Many Heiltsuk would point out that their own land-management practices long predate any concept of sustainability as Westerners know it. The region included at least 56 "pre-contact" village sites in Heiltsuk territory and as many as 30,000 people. The First Nations of coastal British Columbia boasted one of the densest populations of any nonagricultural community, so rich were the region's natural resources. "We're taught by our elders and their ancestors you'll always be stewards of your lands. Just take what you need. Don't overtake. You always leave something behind so it can redo itself again," hereditary Chief Housty says. "And it worked for many, many, many years."

"What I find really cool is this principle of conservation biology, the precautionary approach, in most cases, is absolutely consistent with the philosophy the Heiltsuk evolved with culturally to manage their own resources," says Chris Darimont, chief scientist with Raincoast Conservation Foundation. "It's the same thing."

And Jess Housty points out: "What I'm starting to see is indigenous people on the coast realizing that they do have a really powerful voice and starting to think really hard about how they can leverage sound science to protect traditional values, which are often not that different from conservation values."

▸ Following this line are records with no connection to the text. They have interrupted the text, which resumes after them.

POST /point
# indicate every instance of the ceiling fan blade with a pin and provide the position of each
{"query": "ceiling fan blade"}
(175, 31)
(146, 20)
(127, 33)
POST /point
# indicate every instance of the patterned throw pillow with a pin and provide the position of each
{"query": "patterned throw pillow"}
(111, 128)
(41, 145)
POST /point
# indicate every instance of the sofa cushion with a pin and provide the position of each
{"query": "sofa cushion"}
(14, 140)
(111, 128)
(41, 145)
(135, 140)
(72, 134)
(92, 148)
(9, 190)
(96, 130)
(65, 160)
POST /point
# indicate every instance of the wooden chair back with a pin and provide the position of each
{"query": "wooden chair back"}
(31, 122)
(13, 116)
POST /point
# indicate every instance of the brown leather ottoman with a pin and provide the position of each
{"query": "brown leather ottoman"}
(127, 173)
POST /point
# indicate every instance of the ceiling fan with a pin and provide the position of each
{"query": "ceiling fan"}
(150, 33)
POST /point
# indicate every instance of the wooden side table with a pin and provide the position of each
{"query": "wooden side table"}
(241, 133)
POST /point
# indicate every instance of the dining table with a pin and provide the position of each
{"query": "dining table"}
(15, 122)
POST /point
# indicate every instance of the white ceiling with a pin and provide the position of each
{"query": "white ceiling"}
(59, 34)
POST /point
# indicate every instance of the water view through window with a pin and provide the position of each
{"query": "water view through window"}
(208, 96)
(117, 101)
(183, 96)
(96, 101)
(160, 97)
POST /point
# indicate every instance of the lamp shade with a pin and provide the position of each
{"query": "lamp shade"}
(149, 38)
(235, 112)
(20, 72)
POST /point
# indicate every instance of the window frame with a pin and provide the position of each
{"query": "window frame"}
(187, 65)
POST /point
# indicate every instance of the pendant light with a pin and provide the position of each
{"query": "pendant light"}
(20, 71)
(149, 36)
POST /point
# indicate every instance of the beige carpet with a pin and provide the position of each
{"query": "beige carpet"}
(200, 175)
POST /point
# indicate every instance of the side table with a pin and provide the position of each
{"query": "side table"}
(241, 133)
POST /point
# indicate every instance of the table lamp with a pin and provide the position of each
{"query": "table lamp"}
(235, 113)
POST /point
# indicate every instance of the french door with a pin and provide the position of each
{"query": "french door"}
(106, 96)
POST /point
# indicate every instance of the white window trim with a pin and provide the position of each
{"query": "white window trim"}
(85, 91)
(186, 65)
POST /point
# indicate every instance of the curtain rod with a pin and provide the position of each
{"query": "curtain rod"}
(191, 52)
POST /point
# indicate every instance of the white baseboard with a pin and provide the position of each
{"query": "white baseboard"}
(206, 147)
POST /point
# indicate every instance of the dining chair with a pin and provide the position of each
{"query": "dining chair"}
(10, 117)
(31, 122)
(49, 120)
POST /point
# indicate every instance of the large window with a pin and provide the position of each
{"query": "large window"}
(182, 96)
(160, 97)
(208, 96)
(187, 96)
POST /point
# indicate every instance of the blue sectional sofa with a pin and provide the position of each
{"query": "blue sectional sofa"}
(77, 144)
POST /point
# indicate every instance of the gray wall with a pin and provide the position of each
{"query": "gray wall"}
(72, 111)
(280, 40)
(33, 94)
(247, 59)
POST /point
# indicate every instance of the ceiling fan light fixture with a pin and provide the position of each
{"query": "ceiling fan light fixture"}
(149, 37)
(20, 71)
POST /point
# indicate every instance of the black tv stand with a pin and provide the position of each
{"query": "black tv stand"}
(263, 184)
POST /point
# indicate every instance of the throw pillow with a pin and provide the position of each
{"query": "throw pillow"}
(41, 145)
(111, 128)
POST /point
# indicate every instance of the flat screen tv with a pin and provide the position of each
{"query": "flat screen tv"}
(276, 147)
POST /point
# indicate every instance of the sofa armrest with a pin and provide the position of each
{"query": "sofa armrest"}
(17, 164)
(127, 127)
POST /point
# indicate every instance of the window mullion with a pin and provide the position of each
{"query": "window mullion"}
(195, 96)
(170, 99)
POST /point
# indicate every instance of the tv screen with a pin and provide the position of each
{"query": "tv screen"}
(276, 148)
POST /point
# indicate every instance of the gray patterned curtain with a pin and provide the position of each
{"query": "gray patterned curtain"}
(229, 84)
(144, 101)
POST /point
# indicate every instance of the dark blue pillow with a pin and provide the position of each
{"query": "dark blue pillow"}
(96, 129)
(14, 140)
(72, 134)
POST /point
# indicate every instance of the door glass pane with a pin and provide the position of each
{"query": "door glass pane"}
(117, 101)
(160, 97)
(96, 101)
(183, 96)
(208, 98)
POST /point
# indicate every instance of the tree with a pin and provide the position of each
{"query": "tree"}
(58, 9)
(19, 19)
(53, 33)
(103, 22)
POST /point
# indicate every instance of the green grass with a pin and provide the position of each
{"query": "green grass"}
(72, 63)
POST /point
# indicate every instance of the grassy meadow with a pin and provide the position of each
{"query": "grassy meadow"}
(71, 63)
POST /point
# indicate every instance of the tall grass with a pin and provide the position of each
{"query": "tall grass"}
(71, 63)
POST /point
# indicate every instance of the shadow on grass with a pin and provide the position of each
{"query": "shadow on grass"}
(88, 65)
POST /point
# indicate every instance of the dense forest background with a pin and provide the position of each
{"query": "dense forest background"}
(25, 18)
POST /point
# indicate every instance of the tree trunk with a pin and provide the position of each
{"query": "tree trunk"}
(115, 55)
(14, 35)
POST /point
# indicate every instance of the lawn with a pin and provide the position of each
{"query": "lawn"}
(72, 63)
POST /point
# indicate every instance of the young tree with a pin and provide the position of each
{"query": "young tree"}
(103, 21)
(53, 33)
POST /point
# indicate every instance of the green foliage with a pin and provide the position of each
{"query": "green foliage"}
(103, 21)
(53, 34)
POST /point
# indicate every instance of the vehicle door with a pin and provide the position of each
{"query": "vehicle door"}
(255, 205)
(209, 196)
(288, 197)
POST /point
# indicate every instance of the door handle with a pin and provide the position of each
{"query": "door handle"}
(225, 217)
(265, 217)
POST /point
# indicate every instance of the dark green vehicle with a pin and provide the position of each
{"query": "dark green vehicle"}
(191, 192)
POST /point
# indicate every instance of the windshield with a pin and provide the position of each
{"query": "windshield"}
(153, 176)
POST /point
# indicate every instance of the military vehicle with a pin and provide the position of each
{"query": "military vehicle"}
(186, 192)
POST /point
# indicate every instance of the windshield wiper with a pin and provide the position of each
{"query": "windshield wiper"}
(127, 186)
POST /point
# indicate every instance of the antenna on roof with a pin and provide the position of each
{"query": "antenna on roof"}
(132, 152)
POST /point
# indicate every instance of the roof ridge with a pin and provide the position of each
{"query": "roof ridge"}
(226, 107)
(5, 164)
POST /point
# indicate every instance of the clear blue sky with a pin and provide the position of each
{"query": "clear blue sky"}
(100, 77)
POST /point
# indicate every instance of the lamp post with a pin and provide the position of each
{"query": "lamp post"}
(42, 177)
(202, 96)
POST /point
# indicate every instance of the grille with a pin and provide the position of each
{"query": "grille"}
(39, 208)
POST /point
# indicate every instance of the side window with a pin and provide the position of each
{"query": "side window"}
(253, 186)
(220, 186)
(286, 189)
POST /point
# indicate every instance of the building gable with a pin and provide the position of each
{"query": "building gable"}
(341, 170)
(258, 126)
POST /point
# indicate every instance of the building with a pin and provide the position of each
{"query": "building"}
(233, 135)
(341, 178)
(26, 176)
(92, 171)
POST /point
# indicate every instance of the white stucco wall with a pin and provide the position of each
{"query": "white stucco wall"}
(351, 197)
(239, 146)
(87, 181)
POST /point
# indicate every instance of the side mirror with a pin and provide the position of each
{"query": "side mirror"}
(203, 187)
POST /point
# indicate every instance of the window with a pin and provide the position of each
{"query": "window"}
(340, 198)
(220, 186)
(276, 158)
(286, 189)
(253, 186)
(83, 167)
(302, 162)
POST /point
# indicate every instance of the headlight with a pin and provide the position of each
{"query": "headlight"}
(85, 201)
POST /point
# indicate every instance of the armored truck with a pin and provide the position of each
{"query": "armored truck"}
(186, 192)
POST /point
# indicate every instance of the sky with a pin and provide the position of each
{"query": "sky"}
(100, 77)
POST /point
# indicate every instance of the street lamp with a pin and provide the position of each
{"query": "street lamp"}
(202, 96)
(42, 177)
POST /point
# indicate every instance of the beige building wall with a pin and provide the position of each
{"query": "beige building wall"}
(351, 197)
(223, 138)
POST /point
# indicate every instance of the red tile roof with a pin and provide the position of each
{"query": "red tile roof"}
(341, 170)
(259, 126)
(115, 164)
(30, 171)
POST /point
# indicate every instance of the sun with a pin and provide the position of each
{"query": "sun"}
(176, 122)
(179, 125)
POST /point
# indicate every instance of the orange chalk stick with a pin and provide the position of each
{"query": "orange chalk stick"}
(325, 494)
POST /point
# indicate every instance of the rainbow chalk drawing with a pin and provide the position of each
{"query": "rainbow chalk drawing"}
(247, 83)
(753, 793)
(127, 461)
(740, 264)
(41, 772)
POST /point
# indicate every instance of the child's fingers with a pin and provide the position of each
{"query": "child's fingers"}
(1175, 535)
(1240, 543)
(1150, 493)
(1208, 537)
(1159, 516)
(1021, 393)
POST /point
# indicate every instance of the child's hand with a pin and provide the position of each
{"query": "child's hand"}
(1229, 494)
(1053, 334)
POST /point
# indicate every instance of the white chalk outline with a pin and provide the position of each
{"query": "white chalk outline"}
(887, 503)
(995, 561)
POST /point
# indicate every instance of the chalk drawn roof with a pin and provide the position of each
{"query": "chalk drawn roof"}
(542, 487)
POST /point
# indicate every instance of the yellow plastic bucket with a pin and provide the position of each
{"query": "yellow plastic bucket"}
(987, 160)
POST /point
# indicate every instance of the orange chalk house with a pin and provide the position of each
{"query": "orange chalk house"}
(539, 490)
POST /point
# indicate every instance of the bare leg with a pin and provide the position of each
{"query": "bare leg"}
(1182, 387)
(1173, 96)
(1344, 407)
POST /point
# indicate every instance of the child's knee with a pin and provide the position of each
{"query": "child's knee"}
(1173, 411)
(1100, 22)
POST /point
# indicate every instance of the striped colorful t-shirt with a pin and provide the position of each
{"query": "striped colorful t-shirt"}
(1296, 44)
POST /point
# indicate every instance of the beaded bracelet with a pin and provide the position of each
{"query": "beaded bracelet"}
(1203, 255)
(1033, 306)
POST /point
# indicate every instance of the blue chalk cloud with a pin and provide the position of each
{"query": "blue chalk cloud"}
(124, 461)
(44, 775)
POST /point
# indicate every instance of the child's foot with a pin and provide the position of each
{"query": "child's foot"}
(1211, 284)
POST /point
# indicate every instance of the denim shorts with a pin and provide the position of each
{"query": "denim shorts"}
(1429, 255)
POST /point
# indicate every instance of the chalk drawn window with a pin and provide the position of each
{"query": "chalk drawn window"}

That connection to history and land might explain the Heiltsuk to approach land stewardship with, as Darimont put it, "one foot firmly anchored in the past and one charging into the future." Then again, it might be more simple than that. As 28-year old Coastwatch field crew member Collin Reid stated so clearly in the Qqs office where he stopped on his way to clean clams from the morning's survey: "What we're raised to do is protect our lands."